PDN, one of the Netherlands’ biggest corporate pension schemes, plans to continue independently for at least three years.

The €6.8bn pension fund of Dutch chemicals giant DSM said in its 2018 annual report that it was no longer actively pursuing a growth strategy.

The scheme said a thorough evaluation of its operations had shown that, in combination with its in-house pension provision, it was optimally prepared to address developments and uncertainties in the pensions sector.

Following the assessment, it had decided to retain to its board of equal representation, but had extended its composition with the appointment of external experts.

The company scheme incurred an overall loss of 1.8%, an underperformance of 0.2 percentage points.

It said its liability-matching portfolio – 56% of its total assets – returned 0.6%, largely due to government bonds, which gained 1.2%. Its holdings of residential mortgages produced a gain of 2.6%. Inflation-linked bonds and investment grade credit lost 0.7% and 1.2%, respectively.

PDN’s return-seeking holdings lost 5.2%. The scheme said the 6.9% loss from equity holdings was in particular due to disappointing performance from its portfolios of European and Pacific assets.

It attributed the 4.1% loss from its listed property holdings to a slowdown in the rise of rental income and rising interest rates in the US, volatility in the UK, Italy and France, as well as a weakening housing market in Asia.

By contrast, non-listed real estate generated 10.9% due to rising values of Dutch residential property, it said.
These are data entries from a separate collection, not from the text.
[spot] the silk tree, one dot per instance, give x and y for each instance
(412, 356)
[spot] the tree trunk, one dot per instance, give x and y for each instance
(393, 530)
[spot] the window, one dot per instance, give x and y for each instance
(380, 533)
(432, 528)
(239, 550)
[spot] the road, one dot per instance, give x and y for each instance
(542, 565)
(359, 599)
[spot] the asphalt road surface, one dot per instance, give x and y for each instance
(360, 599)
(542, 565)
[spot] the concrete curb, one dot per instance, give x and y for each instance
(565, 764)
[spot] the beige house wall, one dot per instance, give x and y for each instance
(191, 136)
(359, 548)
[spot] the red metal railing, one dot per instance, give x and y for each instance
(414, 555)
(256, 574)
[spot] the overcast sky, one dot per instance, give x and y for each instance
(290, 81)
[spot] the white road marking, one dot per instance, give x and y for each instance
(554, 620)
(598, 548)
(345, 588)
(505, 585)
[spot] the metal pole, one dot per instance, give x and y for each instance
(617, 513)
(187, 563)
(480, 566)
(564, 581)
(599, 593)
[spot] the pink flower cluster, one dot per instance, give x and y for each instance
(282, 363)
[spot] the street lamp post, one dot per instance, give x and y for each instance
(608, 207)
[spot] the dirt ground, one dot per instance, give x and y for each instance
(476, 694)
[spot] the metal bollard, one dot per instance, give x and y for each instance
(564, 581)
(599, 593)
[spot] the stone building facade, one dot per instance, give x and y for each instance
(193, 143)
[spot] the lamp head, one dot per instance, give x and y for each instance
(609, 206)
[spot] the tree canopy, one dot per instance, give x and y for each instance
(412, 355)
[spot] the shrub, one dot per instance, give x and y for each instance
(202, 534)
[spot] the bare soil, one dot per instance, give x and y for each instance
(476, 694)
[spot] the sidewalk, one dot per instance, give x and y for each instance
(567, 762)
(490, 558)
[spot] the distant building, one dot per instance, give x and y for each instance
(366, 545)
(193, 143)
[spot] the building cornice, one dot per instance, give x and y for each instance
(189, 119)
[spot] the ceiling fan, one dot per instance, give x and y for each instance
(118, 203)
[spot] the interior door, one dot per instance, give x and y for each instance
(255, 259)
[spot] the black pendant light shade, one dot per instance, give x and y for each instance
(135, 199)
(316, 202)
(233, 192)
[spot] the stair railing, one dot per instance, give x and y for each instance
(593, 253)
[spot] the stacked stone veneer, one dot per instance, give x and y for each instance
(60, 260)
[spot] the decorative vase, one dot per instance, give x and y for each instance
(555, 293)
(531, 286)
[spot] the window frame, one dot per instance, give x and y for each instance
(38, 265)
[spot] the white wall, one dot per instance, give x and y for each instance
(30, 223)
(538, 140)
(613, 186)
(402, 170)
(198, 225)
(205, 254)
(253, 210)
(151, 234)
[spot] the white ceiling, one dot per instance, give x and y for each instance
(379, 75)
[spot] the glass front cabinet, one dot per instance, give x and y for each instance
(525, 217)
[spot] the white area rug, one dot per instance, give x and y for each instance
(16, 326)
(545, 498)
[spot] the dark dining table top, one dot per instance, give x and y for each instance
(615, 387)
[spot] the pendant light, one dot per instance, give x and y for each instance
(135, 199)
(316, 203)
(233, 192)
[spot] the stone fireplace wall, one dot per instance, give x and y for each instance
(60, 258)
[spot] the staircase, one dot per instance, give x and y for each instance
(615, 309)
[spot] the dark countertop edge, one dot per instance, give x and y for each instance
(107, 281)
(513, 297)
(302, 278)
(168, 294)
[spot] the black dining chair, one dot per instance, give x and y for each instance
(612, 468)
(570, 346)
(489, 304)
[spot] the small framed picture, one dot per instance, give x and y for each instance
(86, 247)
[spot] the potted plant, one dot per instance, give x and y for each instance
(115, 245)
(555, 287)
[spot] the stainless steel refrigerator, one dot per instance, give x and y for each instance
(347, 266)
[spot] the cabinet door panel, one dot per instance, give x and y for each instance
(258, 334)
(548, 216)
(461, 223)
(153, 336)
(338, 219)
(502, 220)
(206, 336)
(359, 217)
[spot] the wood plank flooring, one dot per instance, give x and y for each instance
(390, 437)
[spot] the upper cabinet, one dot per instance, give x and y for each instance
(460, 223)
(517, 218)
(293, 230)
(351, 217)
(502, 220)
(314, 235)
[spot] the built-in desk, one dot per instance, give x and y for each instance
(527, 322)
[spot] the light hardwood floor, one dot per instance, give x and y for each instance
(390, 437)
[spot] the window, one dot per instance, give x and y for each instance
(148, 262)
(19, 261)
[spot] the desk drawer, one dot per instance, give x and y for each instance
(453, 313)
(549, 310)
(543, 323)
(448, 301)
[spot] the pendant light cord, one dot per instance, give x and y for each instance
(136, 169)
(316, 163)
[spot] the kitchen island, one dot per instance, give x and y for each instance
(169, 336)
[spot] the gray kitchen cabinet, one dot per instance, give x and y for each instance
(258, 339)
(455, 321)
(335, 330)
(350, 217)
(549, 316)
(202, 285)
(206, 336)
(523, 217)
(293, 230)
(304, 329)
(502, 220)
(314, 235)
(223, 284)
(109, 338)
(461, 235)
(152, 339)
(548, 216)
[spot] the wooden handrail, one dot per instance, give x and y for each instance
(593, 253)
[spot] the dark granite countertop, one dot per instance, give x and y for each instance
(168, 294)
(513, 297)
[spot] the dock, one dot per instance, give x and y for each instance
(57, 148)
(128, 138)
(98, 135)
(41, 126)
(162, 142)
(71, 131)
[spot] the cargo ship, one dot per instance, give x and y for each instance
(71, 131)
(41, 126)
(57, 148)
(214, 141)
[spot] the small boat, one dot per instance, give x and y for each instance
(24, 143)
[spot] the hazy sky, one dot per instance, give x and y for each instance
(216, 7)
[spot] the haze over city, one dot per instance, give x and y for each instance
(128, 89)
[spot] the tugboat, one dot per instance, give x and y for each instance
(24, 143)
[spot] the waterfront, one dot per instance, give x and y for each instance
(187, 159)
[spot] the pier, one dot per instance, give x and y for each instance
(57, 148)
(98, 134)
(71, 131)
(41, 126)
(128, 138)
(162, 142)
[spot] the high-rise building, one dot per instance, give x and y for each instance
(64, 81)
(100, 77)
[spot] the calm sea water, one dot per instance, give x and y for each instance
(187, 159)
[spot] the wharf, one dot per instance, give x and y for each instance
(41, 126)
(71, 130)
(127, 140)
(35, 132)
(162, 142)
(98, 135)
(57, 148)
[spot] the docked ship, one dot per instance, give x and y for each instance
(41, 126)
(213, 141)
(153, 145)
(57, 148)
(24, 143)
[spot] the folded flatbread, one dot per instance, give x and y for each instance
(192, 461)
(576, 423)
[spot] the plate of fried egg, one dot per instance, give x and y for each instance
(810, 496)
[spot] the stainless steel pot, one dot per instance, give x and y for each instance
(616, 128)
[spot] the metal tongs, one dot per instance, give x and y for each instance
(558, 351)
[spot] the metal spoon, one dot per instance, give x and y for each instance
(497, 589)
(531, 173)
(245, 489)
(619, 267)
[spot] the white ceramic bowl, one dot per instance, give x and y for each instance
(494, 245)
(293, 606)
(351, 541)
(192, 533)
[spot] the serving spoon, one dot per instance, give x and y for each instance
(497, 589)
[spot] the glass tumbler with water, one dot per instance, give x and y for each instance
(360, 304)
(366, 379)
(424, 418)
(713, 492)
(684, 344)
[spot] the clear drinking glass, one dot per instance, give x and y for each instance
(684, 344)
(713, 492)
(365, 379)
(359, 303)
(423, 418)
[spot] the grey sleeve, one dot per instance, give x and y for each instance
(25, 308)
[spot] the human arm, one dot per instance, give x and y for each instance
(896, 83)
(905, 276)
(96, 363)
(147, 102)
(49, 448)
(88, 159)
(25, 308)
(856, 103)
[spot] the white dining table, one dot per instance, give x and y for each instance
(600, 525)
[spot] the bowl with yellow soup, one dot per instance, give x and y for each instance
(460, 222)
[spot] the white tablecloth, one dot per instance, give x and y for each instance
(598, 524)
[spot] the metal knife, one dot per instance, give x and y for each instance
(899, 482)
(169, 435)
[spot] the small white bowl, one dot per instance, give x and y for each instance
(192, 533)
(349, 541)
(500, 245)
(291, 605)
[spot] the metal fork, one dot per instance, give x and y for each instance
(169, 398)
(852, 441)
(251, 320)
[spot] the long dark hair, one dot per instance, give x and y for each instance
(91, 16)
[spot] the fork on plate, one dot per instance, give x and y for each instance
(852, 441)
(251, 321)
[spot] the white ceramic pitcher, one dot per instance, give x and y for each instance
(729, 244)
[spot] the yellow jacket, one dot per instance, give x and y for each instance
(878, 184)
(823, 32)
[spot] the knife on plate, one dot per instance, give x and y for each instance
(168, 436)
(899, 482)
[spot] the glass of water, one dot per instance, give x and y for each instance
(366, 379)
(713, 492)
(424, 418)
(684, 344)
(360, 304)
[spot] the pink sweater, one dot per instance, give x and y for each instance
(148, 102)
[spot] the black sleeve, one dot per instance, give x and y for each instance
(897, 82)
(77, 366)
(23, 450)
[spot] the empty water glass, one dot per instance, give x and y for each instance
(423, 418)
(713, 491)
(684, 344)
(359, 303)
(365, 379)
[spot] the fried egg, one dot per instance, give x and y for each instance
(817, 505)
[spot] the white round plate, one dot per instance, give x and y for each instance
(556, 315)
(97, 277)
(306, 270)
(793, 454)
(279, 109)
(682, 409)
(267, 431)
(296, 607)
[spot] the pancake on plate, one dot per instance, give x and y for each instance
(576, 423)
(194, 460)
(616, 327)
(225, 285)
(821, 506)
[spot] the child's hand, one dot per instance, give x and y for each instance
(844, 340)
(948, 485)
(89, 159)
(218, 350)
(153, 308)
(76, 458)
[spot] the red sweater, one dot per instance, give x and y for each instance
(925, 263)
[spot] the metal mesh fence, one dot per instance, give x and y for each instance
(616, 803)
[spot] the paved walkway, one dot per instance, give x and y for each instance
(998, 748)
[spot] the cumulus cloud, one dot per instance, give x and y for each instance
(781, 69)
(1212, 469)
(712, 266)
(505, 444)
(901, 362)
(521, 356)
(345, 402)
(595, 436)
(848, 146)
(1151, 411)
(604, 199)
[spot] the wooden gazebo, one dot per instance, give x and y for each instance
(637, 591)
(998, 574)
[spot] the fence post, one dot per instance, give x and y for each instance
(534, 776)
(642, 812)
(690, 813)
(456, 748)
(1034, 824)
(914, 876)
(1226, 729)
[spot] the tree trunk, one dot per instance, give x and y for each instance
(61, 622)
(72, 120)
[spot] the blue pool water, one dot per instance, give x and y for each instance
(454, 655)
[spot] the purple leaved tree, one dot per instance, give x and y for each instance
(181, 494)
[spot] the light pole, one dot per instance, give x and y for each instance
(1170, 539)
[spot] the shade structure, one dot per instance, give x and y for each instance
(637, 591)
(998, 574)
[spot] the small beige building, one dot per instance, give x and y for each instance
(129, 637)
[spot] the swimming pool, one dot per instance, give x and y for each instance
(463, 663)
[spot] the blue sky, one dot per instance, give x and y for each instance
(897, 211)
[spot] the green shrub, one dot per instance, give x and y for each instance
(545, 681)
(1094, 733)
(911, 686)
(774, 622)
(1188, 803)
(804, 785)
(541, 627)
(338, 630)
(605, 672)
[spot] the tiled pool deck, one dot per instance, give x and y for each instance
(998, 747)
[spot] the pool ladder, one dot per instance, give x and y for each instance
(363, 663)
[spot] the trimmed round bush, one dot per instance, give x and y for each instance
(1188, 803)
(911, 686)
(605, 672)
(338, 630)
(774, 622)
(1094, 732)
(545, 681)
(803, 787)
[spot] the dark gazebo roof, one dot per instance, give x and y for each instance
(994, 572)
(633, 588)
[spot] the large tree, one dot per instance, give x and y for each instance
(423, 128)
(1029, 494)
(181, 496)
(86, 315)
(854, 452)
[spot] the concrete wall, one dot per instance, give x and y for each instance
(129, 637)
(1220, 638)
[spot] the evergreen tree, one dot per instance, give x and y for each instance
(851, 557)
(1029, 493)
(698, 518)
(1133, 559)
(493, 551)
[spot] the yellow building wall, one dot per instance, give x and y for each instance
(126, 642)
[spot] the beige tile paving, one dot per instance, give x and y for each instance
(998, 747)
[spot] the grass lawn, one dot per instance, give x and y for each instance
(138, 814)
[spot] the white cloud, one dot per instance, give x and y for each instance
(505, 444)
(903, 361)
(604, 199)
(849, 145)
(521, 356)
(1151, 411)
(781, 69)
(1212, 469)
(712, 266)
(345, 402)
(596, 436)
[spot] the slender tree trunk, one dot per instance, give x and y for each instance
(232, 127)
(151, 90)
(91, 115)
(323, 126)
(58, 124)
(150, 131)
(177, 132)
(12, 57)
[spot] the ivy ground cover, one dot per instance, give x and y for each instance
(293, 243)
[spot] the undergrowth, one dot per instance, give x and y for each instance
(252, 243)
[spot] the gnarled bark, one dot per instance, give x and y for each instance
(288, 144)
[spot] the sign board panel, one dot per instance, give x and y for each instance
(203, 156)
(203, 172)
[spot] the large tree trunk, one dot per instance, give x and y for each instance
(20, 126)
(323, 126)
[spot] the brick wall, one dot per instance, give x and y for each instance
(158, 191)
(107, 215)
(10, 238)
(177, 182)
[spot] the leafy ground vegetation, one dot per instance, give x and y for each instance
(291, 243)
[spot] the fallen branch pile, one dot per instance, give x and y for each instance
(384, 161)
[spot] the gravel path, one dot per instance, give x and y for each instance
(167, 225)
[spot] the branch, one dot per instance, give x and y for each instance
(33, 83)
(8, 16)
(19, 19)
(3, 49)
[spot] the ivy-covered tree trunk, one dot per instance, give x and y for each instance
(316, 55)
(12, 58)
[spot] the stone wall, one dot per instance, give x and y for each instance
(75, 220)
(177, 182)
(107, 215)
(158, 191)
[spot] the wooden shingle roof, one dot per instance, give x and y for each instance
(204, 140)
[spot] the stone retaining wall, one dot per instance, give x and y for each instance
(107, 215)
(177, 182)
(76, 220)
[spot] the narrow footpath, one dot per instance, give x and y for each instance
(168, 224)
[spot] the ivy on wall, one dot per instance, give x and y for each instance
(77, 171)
The pension fund’s infrastructure investments returned 6.7%.

Bridgewater leads multi-asset losses

PDN said its investment in Bridgewater Associates’ All Weather Fund was among the allocations that incurred a 6.2% loss for its “portfolio of strategies”. However, it noted that the scheme’s expected returns were still 6.9% since its introduction in 1996.

The scheme also lost 2.1% on its currency hedge, following the appreciation of the dollar, the yen and the Swiss franc relative to the euro.

It has sold swap contracts and shortened the duration of its government bond portfolio in order to keep its dynamic interest rate hedge at 35%.

The annual report also showed that PDN had gained €400,000 from lending securities worth €109m.

The pension fund was again unable to grant any inflation compensation while indexation in arrears increased to 14.3% for its active members and 15.4% for deferred participants and pensioners. PDN’s funding stood at 107.4% at the end of May.

Asset management and transaction costs totalled 35 bps and 7 bps, respectively. PDN spent €233 per participant on administration.